Universitas Adhyaksa

Universitas Adhyaksa Gelar Kuliah Umum: Bedah Perspektif Hukum Internasional dalam Konflik Iran, Israel, dan Amerika Serikat

Jakarta, 23 April 2026 – Universitas Adhyaksa menyelenggarakan kegiatan Kuliah Umum dengan tema “Penilaian Hukum Internasional Terhadap Konflik Iran, Israel dan Amerika Serikat” pada Kamis, 23 April 2026. Kegiatan yang dilaksanakan secara hybrid ini bertempat di Ruang Internasional 2, Universitas Adhyaksa, mulai pukul 13.00 WIB.

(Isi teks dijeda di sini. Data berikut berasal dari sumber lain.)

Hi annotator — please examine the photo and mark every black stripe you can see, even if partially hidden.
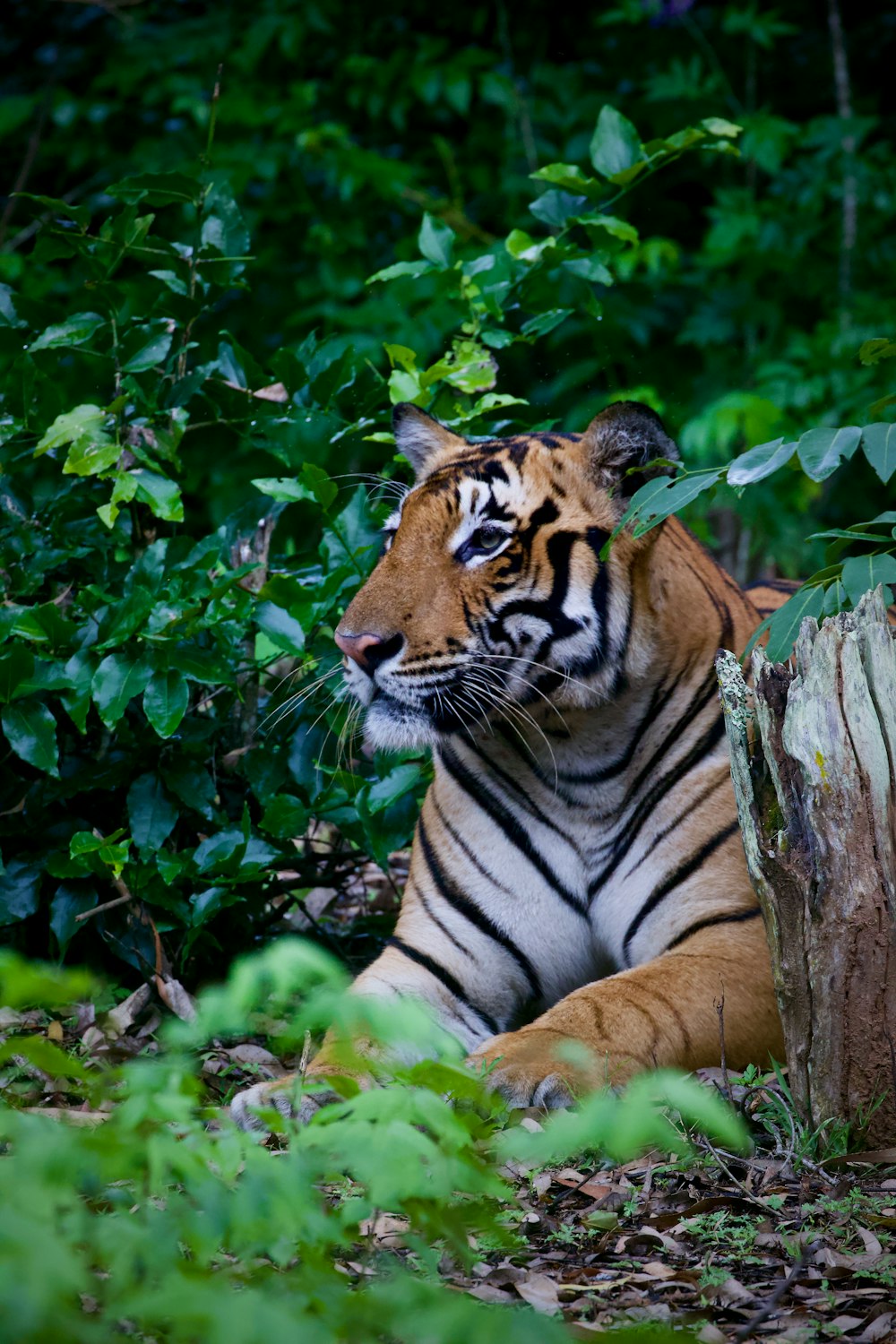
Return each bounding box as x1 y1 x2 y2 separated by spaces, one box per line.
465 730 570 840
622 817 737 964
415 887 470 957
385 935 501 1037
619 668 721 812
430 793 516 897
441 747 587 919
559 679 680 784
745 580 799 593
589 712 726 898
417 817 541 999
626 763 731 882
667 906 762 952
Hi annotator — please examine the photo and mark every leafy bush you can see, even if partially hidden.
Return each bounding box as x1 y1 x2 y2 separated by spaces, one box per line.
0 94 737 978
0 940 745 1344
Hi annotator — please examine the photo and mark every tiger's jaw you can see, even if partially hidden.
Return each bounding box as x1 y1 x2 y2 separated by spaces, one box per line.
342 660 441 752
364 691 442 752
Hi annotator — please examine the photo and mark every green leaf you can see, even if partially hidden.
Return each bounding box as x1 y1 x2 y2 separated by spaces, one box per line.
49 882 97 956
250 476 317 504
28 314 106 354
858 336 896 365
417 215 454 271
530 164 605 196
364 761 425 816
0 644 35 704
0 1037 87 1078
842 554 896 607
751 583 825 663
727 437 797 486
255 602 305 653
143 668 189 738
863 422 896 486
106 172 202 206
149 271 189 298
0 859 40 925
563 257 613 285
33 405 106 457
366 261 433 285
127 773 177 859
62 433 121 476
121 331 175 374
700 117 743 140
90 652 151 728
129 467 184 523
1 701 59 780
261 793 307 840
616 467 726 537
578 215 640 244
591 105 645 182
520 308 573 340
797 425 863 481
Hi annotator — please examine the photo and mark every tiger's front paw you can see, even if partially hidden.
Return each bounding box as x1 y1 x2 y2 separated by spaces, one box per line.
468 1029 575 1110
229 1074 341 1134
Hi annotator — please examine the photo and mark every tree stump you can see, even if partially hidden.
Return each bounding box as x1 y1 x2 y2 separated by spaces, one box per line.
716 588 896 1147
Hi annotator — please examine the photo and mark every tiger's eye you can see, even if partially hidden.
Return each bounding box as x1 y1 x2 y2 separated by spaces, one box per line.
470 527 506 551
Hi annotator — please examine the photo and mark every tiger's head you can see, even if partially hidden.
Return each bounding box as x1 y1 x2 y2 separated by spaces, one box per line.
336 402 677 749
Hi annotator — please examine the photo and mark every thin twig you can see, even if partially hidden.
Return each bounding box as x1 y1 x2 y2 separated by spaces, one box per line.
75 878 134 924
828 0 858 327
735 1242 820 1344
715 994 731 1101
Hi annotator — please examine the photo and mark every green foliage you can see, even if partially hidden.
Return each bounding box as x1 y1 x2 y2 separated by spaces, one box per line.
0 0 896 978
0 940 740 1344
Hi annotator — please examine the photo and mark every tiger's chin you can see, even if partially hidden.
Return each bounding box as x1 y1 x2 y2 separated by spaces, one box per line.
364 696 442 752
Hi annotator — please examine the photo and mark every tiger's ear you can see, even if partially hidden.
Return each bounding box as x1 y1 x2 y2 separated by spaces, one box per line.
392 402 466 481
583 402 678 499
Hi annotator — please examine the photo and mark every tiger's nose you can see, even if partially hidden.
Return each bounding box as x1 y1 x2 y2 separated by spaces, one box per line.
336 631 404 676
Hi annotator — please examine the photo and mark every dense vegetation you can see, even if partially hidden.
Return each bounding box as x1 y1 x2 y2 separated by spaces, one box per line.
0 0 896 1340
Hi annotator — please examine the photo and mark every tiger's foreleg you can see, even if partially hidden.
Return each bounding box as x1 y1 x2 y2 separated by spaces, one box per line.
471 917 783 1107
231 881 532 1131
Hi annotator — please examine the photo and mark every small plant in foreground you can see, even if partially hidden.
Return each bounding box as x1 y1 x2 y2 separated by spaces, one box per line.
0 940 745 1344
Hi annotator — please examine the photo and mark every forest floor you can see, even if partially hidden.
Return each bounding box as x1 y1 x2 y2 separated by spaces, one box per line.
6 986 896 1344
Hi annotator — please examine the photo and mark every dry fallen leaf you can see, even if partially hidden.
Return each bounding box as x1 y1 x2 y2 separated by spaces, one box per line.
107 986 151 1043
513 1274 560 1316
358 1214 411 1249
156 976 196 1021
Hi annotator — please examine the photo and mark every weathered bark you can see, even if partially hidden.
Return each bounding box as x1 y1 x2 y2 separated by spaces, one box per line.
716 589 896 1145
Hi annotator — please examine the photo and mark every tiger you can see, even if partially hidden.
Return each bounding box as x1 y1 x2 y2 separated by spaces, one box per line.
231 402 791 1129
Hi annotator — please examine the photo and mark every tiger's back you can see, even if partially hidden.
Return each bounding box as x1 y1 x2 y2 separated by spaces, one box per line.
237 403 786 1118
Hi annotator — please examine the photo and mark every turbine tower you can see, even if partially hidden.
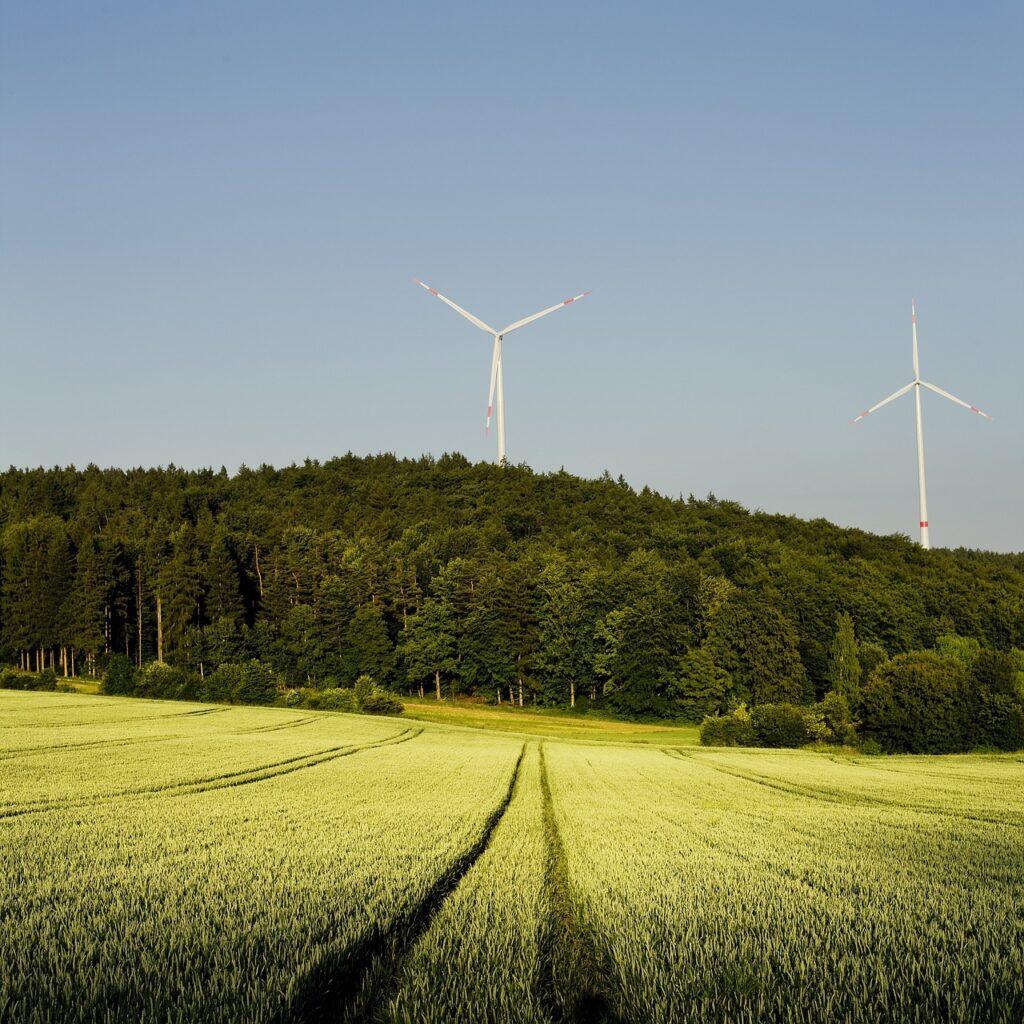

Kuliah umum ini menghadirkan pakar hukum internasional terkemuka, Prof. Dr. Naim Demirel, yang merupakan Dekan Fakultas Hukum Recep Tayyip Erdogan University. Acara dibuka oleh moderator Fahmil Qur’an Tuasikal, yang juga merupakan mahasiswa Universitas Adhyaksa. Kegiatan ini dihadiri langsung oleh Ketua Universitas Adhyaksa, Assoc. Prof. Hasbullah, S.H., M.H., CIIQA, beserta Kepala Bagian Akademik, Akhmad Ikraam, S.H., M.H., dan mahasiswa Universitas Adhyaksa.

Tujuan utama dari kegiatan ini adalah memberikan ruang pemikiran kritis bagi mahasiswa hukum dalam memahami konflik bersenjata global melalui pandangan hukum internasional. Fokus diskusi menyoroti perkembangan pasca “Perang 12 Hari” yang terjadi pada 13 Juni 2025, serta serangan besar-besaran oleh Amerika Serikat dan Israel ke wilayah Iran pada Februari 2026.

Dalam paparannya, Prof. Dr. Naim Demirel menjelaskan dua konsep fundamental dalam hukum internasional:

  • Jus ad Bellum: Mengatur legalitas penggunaan kekerasan oleh negara berdasarkan Pasal 2 Ayat 4 Piagam PBB.
  • Jus in Bello (Hukum Humaniter Internasional): Mengatur perilaku pihak yang berperang melalui prinsip pembedaan (distinction), proporsionalitas, kebutuhan (necessity), dan kemanusiaan

Berdasarkan data laporan, serangan oleh AS dan Israel yang dimulai pada 28 Februari dinilai oleh mayoritas pakar sebagai pelanggaran terhadap Pasal 2 Ayat 4 Piagam PBB. Alasan “serangan preventif” yang digunakan dianggap tidak memenuhi syarat hukum yang sah.

Diskusi juga mendalami aspek pembunuhan bertarget (targeted killing). Berdasarkan Jus in Bello, pemimpin hanya dapat ditargetkan jika mereka adalah kombatan aktif. Dalam konteks ini, pembunuhan terhadap Ayatollah Ali Khamenei dinilai tidak legal karena statusnya, sedangkan target terhadap tokoh sipil atau mantan pejabat seperti Ahmadinejad diklasifikasikan sebagai tindakan ilegal.

Kuliah umum ini juga mengungkap adanya standar ganda dalam respons Dewan Keamanan PBB. Hal ini terlihat dari penerbitan resolusi pengutukan saat Iran membalas serangan pada 11 Maret, namun tidak dilakukan saat Iran diserang terlebih dahulu. Perpecahan sikap juga terjadi di negara Barat; Spanyol dan Inggris meragukan legalitas serangan, sementara Jerman tetap memberikan dukungan pangkalan militer bagi AS.

Kegiatan ini menekankan bahwa meskipun aturan hukum internasional tertulis jelas dalam buku teks, aplikasinya sangat dipengaruhi oleh kebijakan politik dunia (war policy). Melalui kuliah ini, mahasiswa Universitas Adhyaksa diharapkan mampu memahami perbedaan antara teori hukum dan realitas penegakannya di level internasional.